Mariupol mayor says 10,000 civilians have died while under siege
The mayor of Mariupol, Ukraine, on Monday said 10,000 civilians have been killed in the Russian siege there and that the death toll could more than double as the war continues.
Russian forces have blocked humanitarian convoys into Mariupol for weeks in an attempt to hide the city's destruction from the world, Mayor Vadym Boychenko told The Associated Press.
He said that bodies of Mariupol civilians lie "carpeted through the streets."
The town, which had more than 430,000 residents before the war, has been bombarded by Russian forces since late February, shortly after Russian President Vladimir Putin launched his attack on Ukraine.
Boychenko claimed Russian forces have moved the corpses to a shopping center with storage facilities and refrigerators.
He said Russian troops have brought mobile cremation equipment to dispose of the numerous civilian bodies.
"Mobile crematoriums have arrived in the form of trucks: You open it, and there is a pipe inside and these bodies are burned," the mayor told AP.
He pleaded on behalf of the town's remaining residents, where he said 120,000 civilians are in dire need of supplies.
Only residents who have gone through Russia's "filtration camps" are able to leave, Boychenko said.

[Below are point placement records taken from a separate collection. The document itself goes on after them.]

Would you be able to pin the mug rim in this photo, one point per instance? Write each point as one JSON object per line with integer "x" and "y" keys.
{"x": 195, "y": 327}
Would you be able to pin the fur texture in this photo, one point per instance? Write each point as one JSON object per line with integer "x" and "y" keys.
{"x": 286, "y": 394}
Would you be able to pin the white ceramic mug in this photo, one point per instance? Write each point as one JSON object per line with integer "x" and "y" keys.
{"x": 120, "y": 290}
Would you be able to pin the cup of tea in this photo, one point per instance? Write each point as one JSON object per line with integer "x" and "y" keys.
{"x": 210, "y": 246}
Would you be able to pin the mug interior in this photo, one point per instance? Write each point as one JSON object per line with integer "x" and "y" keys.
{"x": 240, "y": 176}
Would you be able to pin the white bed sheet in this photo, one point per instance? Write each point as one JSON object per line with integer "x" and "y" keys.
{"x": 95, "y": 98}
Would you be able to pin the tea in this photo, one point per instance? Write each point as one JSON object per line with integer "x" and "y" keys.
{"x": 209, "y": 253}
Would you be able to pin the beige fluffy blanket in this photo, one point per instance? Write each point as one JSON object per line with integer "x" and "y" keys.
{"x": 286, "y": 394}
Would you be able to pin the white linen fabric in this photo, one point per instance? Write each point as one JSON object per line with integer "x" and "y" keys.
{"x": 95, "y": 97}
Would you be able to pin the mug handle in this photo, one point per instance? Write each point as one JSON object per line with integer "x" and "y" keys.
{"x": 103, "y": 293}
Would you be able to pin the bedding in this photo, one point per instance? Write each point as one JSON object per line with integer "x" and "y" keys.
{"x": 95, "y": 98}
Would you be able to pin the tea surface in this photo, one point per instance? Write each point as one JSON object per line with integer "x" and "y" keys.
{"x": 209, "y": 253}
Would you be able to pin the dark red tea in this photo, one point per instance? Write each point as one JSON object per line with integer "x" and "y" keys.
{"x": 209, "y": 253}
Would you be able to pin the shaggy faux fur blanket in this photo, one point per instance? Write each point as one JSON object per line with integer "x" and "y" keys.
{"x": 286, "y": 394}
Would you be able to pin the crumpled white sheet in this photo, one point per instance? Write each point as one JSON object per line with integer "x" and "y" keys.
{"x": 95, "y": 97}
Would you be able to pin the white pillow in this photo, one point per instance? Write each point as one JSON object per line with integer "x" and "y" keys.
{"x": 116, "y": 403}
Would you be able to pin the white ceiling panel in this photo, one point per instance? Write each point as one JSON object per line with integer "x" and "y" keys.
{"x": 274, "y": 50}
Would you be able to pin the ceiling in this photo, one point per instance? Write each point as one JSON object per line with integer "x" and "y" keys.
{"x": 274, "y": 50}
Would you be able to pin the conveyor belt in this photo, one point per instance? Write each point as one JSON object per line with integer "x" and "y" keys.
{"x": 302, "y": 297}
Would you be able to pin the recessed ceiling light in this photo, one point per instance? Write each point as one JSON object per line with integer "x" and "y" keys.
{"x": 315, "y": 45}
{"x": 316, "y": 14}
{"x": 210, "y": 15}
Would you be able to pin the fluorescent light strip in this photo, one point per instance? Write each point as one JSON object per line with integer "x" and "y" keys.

Ukrainian authorities claim Russian forces have seized the passports of at least 33,000 Ukrainian citizens and sent them to "filtration camps" before moving them to areas of Russia that are economically depressed.
Those who do not pass the "filtering" are sent to prisons, the mayor said.
Earlier this month, reports of Russian atrocities surfaced from the Kyiv suburb of Bucha, where hundreds of civilians were found dead.